Cronaca

Matrimoni combinati per far ottenere il permesso di soggiorno. 44 gli indagati

La procura di Cremona, nella persona del pm Milda Milli, ha chiuso le indagini relative ad un’inchiesta della guardia di finanza su matrimoni combinati per ottenere il permesso di soggiorno. Un’indagine che ha toccato diverse città, tra cui Cremona, Gadesco Pieve Delmona, Castelvetro Piacentino, Fidenza, Salsomaggiore Terme, Fiorenzuola d’Arda, Busseto e Alseno. 44 gli indagati. Tra loro, pakistani, albanesi, romeni e un italiano, difesi dagli avvocati Marco Simone, Gianluca Pasquali, Alessio Romanelli, Marcello Lattari, Stella Abbamonte, Ugo Carminati, Luca Curatti e Vito Alberto Spampinato. Le accuse vanno dal favoreggiamento aggravato dell’immigrazione clandestina al falso ideologico in atto pubblico mediante induzione in errore di pubblico ufficiale.

In sostanza gli indagati, dietro pagamento, utilizzavano l’atto di matrimonio per far ottenere a cittadini extracomunitari il permesso di soggiorno, facendoli sposare con donne italiane o cittadine europee, tra cui romene e albanesi. Per il finto matrimonio veniva chiesta una somma non inferiore ai 12.000/13.000 euro. Considerati dagli inquirenti gli organizzatori della gran parte dei matrimoni, i fratelli pakistani Muhammad Luqman e Anjum Shahzad, titolari del negozio di Kebab di via Manzoni, e un italiano, Antonino Terrasi, quest’ultimo considerato una sorta di intermediario tra il falso sposo bisognoso di ottenere il permesso di soggiorno e le donne che si rendevano disponibili, dietro compenso, a sposarli. Una ventina i matrimoni fasulli celebrati tra il 2014 e il 2017.

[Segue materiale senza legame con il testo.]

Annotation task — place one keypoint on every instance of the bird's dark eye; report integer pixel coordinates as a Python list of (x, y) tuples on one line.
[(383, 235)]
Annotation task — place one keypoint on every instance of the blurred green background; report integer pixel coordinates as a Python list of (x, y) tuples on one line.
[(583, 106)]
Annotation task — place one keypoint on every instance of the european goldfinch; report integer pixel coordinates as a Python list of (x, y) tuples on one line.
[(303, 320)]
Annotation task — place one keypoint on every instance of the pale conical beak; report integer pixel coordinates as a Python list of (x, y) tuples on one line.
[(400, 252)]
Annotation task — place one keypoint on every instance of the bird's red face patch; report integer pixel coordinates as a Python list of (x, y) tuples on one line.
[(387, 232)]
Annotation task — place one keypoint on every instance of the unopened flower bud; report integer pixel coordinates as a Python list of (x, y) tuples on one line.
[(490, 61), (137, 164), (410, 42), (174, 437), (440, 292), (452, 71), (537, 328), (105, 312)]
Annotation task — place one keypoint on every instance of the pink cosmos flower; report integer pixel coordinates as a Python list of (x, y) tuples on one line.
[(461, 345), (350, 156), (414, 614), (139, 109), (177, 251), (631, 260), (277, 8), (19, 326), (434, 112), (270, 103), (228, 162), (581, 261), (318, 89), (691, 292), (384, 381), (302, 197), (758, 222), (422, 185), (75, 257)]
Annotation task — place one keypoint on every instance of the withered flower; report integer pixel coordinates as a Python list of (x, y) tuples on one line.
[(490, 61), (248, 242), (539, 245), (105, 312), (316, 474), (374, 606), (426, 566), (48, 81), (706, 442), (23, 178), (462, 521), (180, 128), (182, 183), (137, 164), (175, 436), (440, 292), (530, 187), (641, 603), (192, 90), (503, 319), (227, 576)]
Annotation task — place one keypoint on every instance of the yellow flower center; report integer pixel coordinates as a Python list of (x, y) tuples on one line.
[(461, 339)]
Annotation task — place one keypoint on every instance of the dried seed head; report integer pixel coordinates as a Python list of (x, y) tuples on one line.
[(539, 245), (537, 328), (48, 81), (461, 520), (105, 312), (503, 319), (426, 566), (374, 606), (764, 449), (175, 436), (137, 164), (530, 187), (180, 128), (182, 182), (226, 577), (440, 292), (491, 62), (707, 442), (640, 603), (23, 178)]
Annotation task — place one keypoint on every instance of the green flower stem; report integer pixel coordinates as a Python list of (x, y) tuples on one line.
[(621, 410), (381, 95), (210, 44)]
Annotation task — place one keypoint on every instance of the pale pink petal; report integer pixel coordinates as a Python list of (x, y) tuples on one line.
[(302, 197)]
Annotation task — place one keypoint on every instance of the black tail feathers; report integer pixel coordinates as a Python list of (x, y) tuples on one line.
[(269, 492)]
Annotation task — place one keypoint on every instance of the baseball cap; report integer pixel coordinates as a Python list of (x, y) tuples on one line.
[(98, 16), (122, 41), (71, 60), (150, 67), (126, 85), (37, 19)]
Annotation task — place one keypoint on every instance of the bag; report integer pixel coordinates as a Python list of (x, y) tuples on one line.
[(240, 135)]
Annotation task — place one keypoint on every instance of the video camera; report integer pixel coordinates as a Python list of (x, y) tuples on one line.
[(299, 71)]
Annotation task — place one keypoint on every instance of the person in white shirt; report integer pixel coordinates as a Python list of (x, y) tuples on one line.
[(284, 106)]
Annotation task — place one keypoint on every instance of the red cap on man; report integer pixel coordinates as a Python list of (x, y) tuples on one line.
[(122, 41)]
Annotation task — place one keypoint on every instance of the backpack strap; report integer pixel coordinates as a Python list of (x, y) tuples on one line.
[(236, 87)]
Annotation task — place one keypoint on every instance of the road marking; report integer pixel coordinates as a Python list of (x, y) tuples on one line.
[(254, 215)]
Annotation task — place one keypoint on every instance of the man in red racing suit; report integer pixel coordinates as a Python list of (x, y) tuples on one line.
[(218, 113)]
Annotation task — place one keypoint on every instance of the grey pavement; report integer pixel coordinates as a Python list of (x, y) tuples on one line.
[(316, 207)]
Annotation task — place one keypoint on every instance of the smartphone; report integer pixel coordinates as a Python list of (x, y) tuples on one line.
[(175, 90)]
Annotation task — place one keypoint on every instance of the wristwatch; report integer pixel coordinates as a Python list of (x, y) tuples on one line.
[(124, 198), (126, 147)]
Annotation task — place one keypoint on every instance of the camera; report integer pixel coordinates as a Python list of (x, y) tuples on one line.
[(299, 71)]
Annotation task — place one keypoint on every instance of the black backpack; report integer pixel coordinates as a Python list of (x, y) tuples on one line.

Tra gli sposi non ci sarebbero state neppure brevi convivenze. Molti non si conoscevano nemmeno. Alla fine del matrimonio, ognuno tornava a casa sua o dalle fidanzate, quelle vere. In un caso, una coppia di fidanzati italiani, lei 18 anni, studentessa liceale cremonese, e lui 22enne, non avevano esitato, di fronte alla promessa di una ricompensa economica, a favorire l’illecita permanenza sul territorio di un cittadino pakistano. Il matrimonio tra quest’ultimo e la 18enne era stato celebrato il 28 ottobre del 2017. Falsi gli sposi, falsi i testimoni e falsi gli interpreti. Ad insospettire gli ufficiali di stato civile, infatti, c’erano anche problemi inerenti la lingua: alcuni parlavano solo inglese, mentre le mogli non sapevano una parola.

Durante le indagini, la finanza si era anche avvalsa dell’uso di telecamere nelle sale comunali, mentre durante uno degli appostamenti dei finanzieri in borghese, l’unico italiano dei falsi sposi era stato visto in pizzeria con la sua storica fidanzata italiana e non con la moglie con cui si era appena sposato. Nel corposo fascicolo delle indagini è contenuto anche un nutrito numero di intercettazioni. In diverse telefonate, ad esempio, gli interlocutori ironizzano in merito al matrimonio che si è appena celebrato, lasciando chiaramente intendere, secondo gli inquirenti, che si è trattato di una ‘messa in scena’.

Ora, una volta ricevuto l’avviso di chiusura delle indagini, tutti gli indagati potranno presentare memorie, produrre documenti e chiedere di essere sottoposti ad interrogatorio. Dopodiché per loro potrebbe profilarsi la richiesta di rinvio a giudizio, un atto che presuppone l’esistenza di elementi per sostenere un’accusa in giudizio nei confronti degli stessi indagati. Alcuni di loro, però, avrebbero già intenzione di patteggiare.